The Financial Aid Office is canceling unaccepted loans because a loan fee increase will take place Dec. 1, Director of Financial Aid Lois Kelly said. The cancellation deadline for the office is Nov. 22.
The office sent emails to more than 3,000 students notifying them of the cancellation, she said.
“We, right now, have thousands of students who have done nothing with their loans,” Kelly said.
Students who received the email fall into one of three situations. They could have been offered the loan but did nothing further. They also could have been offered the loan and accepted but didn’t sign the loan promissory note or do the loan entrance counseling and then have no money disbursed against their account. Lastly, they could have accepted the loan, resolved everything and have money disbursed against the account.
If you already received a check for your loan, the increased fee will not affect you. However, if you ask the office to reinstate the loan on your behalf after Dec 1., the higher fee will take effect.
The fee increase relates to the sequestration activities that went into effect on March 1 of this year as a way to help balance the budget, Kelly said. The automatic increase affects federal student and parent loans.
Kelly said the amount of the fee change is “modest.” The current Stafford loan fee is 1.051 percent, but will rise to 1.072 percent. The current Direct Parent PLUS loan fee is 4.204 percent but will rise to 4.288 percent.
This means a student borrowing $5,500 after Dec. 1 will have $1.16 less to use towards whatever they are borrowing the money for compared to those who borrowed that amount earlier, Kelly said.
The fee’s purpose is to offset the cost of processing the loan.
“The fee is not retained by Cal Poly,” Kelly said. “We receive no money for processing the loan, but that fee is retained by the U.S. Department of Education to help offset the overall processing cost.”
Kelly said the office has received numerous calls from students saying they don’t intend to use the loan they were offered. Also, the numbers of students borrowing money this year is very similar to last year, she said, leading the office to conclude cancellation is for the best.
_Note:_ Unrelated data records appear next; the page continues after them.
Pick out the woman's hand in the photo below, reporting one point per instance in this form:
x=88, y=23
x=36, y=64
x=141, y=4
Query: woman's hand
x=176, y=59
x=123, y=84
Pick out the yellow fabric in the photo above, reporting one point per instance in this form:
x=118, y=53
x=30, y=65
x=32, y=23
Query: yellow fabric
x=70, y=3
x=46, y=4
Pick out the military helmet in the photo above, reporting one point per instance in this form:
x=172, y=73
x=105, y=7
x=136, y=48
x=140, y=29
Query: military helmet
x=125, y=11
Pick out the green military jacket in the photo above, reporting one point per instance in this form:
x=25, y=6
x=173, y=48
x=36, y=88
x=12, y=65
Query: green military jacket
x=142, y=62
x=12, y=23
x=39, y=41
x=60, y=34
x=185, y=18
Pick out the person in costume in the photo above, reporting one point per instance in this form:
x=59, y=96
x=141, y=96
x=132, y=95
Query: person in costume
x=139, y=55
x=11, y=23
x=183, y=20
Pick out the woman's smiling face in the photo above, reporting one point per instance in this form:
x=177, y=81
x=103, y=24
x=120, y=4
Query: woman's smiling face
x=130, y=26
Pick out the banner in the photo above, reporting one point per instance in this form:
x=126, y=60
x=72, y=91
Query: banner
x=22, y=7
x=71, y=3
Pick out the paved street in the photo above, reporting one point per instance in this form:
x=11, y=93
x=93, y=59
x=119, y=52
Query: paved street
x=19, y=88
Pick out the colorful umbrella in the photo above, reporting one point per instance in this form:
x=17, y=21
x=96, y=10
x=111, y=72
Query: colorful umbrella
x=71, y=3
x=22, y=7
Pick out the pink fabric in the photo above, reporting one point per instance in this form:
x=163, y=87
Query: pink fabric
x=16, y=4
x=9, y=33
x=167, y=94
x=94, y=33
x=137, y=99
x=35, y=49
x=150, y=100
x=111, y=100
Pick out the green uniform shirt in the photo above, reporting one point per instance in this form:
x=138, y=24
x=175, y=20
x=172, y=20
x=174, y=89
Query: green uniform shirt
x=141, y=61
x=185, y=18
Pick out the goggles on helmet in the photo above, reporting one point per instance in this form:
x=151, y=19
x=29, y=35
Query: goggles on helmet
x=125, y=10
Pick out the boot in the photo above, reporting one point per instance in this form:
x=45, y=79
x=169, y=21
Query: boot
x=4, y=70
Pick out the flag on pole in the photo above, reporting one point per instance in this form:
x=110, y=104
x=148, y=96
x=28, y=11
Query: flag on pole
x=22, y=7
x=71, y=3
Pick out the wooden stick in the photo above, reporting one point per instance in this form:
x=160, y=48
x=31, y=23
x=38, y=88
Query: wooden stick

“We determined that it was a wiser use of time and activity to just go ahead and cancel the loans and not re-offer them,” she said.
If students decide they want the money, Kelly said they do not have to reapply, as long as they haven’t changed their eligibility. They just have to let the office know, and the office will re-offer the loan.
Because a loan is incurring a personal debt, Kelly said students should consider their financial situations before deciding to take out a loan.
“This is not a huge loan fee increase, and so it’s more prudent that the student evaluate his or her financial situation before they just jump in and take a loan,” Kelly said.
To accept a loan offer, students should go to their My Cal Poly Portal and click on the “Money Matters” tab and click “Accept My Financial Aid.” If you have never taken a loan out before, sign the promissory note, which is valid for 10 years. Then go to studentloans.gov and complete the Entrance Counseling. It takes between 15 and 30 minutes to read through the loan requirements and loan responsibilities and answer a few questions to make sure you understood them, Kelly said. Then, typically within 48 and 72 hours, the loan funds and goes against their student account, she said.
The office pays a third of the loan in the fall, a third of it in the winter and a third of it in the spring. And if that’s all done before the cancellation date (Nov. 22), then the lesser loan fee will apply.